“A Black Swan Event”: Copper Prices Soar After FCX Declares Force Majeure At World’s 2nd Largest Mine

“A Black Swan Event”: Copper Prices Soar After FCX Declares Force Majeure At World’s 2nd Largest Mine

“A Black Swan Event”: Copper Prices Soar After FCX Declares Force Majeure At World’s 2nd Largest Mine

In what Goldman’s commodity team dubbed a “black swan event”, copper mining giaint Freeport-McMoRan (FCX) declared force majeure on contracted supplies from its giant Grasberg mine in Indonesia, the second-largest source of the metal, sending prices of the metal soaring.

The US company also cut its copper and gold sales guidance for the quarter, now seeing 4% lower copper sales and 6% lower for gold than July 2025 estimates – as it continues to search for five missing workers following an accident at the site two weeks ago. Two employees are confirmed to have died following a flow of about 800,000 metric tons of mud into Grasberg’s underground levels.

The Grasberg mine open pit

Production in the Grasberg minerals district had been halted following the incident. A prolonged disruption at the copper mine may further lift benchmark prices, while posing an additional challenge for the smelting industry as processors deal with a severe shortage of feedstock. Force majeure gives producers the right to miss supply obligations due to unforeseen events.

Teams are working around the clock at Grasberg in the province of Central Papua to clear mud and debris, and are making steady progress to reach areas where the workers were located at the time of the Sept. 8 incident, Freeport said in a statement.

While the company tried to minimize the impact as much as possible, Goldman’ commodity specialist James McGeoch was far less sanguine, calling the shocking development a “black swan event”. This is what he wrote this morning:

Force Majeure at Grasberg:  Q3 loses 4% Copper and 6% Gold (incident was Sept 8 at Grassberg), Q4 will only see unaffected areas back operating my mid Nov (2 out of 5 areas), with sales “insignificant” (does that mean zero?), prev estimates 201kt Cu, and 345koz gold… Wow that’s material…. phased restart in 2026, 2/5 blocks and third in 2H and last 2 in 2027… Guide to 2026 being 35% of prev guide, which is 270kt of copper lost and 1.04m oz Gold. GIR model we model 700kt in 2025 and 730kt in 2026…. 

Summary: you are losing 500kt Copper over next 12-15 months, with a ramp in 2027, could argue another 100-200kt lost….. This is Cobre + Komao + Los Bronces all at once.

FCX: looking at 2026 cons this is c.39% of their Copper and 60% of the Gold. Grasberg to those in the weeds is a Gold mine (largest in the world).

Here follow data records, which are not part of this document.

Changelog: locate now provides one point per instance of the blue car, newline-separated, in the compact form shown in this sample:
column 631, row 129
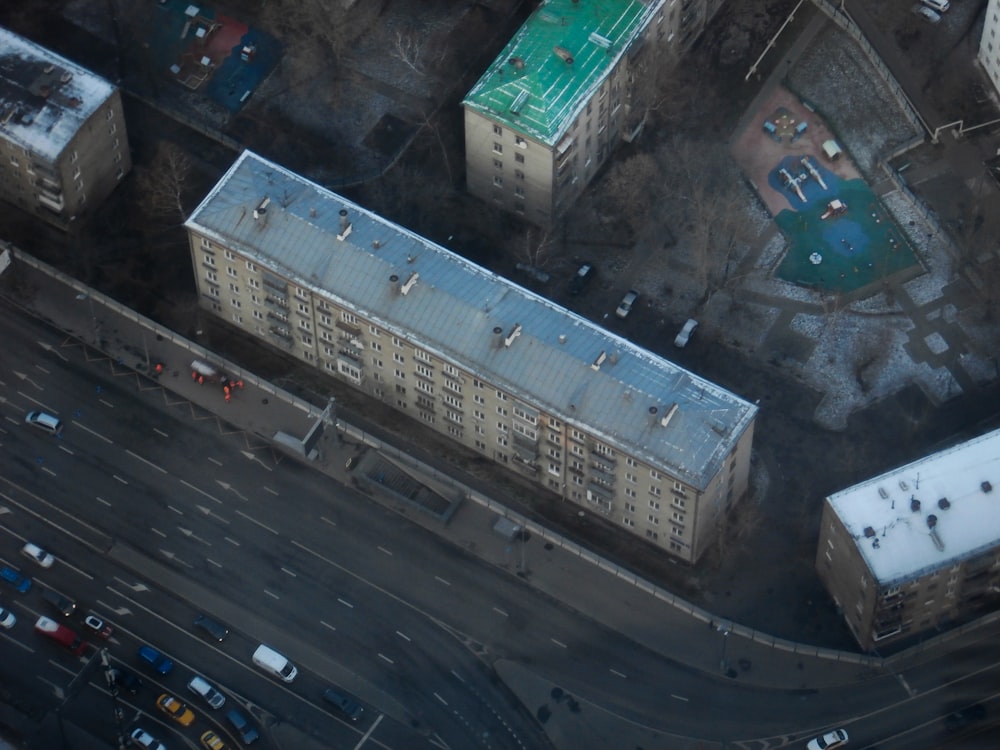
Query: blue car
column 155, row 660
column 15, row 579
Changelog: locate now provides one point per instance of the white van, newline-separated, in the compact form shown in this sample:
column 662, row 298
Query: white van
column 271, row 661
column 939, row 5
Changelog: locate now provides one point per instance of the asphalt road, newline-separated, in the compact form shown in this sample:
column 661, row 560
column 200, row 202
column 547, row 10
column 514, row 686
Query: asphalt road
column 156, row 513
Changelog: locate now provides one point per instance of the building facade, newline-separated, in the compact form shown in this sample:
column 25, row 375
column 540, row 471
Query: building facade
column 917, row 547
column 573, row 83
column 63, row 146
column 989, row 44
column 586, row 414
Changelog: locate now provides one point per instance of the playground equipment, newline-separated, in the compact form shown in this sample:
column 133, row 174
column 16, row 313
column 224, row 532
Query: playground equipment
column 792, row 183
column 813, row 171
column 834, row 208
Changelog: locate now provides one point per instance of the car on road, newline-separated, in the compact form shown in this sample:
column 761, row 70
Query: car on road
column 830, row 740
column 215, row 630
column 126, row 680
column 142, row 738
column 60, row 603
column 155, row 660
column 98, row 626
column 684, row 335
column 200, row 686
column 19, row 582
column 959, row 720
column 344, row 704
column 36, row 553
column 43, row 421
column 628, row 301
column 581, row 278
column 248, row 734
column 175, row 710
column 926, row 13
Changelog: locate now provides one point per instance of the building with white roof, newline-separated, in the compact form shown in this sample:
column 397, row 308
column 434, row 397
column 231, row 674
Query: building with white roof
column 917, row 547
column 63, row 146
column 520, row 380
column 574, row 82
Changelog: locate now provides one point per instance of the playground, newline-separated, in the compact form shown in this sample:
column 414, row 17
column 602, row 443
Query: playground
column 840, row 238
column 210, row 53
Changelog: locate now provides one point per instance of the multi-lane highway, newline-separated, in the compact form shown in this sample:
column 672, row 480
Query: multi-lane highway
column 157, row 514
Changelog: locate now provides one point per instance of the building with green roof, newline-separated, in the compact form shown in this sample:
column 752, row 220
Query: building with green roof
column 566, row 89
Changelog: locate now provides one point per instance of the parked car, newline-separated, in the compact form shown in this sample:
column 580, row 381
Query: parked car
column 45, row 422
column 927, row 14
column 64, row 606
column 248, row 734
column 126, row 680
column 98, row 626
column 344, row 704
column 19, row 582
column 142, row 738
column 215, row 630
column 175, row 710
column 581, row 278
column 200, row 686
column 628, row 301
column 36, row 553
column 681, row 339
column 155, row 660
column 830, row 740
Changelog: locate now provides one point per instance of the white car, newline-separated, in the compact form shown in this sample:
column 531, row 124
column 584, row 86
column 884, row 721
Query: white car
column 830, row 740
column 40, row 556
column 681, row 339
column 625, row 306
column 142, row 738
column 926, row 13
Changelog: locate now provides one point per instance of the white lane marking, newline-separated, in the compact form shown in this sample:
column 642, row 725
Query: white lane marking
column 92, row 432
column 254, row 520
column 146, row 461
column 366, row 735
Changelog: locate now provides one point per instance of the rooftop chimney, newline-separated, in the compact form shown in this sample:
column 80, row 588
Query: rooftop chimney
column 345, row 226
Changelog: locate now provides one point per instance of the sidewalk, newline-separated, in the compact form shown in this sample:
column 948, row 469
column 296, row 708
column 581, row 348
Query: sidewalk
column 613, row 596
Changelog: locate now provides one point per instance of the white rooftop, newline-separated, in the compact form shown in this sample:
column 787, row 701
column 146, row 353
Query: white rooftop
column 958, row 491
column 544, row 354
column 44, row 98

REMEMBER FCX owns 48.76%…so this is not as painful as it looks.

Copper has to rally on this. Remember what I say. Demand moves are linear, supply moves are exponential. 

The below is a chart looking at these periods, obv there are many factors at play in each of these moves, i have been arguing for a number of days/weeks that Copper is poised, interest has been low (despite CTA creeping to record long on GS strat data and Managed money back at a reasonable level). Commodity franchise has been almost exclusively looking at precious for discretionary/macro accounts. This will light the fuse.

Copper for delivery in three months rose as much as 3.7% to $10,341 a ton on the London Metal Exchange, the biggest intraday jump since April 10, while FCX shares tumbled as much as 11% and rivals including Glencore and Teck Resources climbed. 

As Bloomberg notes, the accident highlights the copper market’s vulnerability to global supply shocks, and is just the latest disruption to the industry. It follows Hudbay Minerals’ disclosure late Tuesday that it was shutting operations at a mill at its Constancia mine site in Peru due to ongoing political protests.

The development at Freeport shows “how little it takes to tighten up this market,” especially when two of the world’s top copper mines have problems at the same time, said Ole Hansen, head of commodity strategy at Saxo Bank. “Traders buy first before asking questions.”

The Grasberg mine accounted for about 3.2% of mined copper supply for this year prior to the disruptions, according to Grant Sporre, global head of metals and mining at Bloomberg Intelligence. It contributes nearly 30% of Freeport’s total copper production and 70% of gold output, underscoring the scale of the disruption.

“An accident of such scale is unheard of in Freeport’s history,” said Bernard Dahdah, an analyst at Natixis.

Glencore shares rose as much as 3.6% in London, while Antofagasta Plc added 9.6%. Teck Resources gained as much as 6% and Southern Copper Corp. climbed 10% in New York.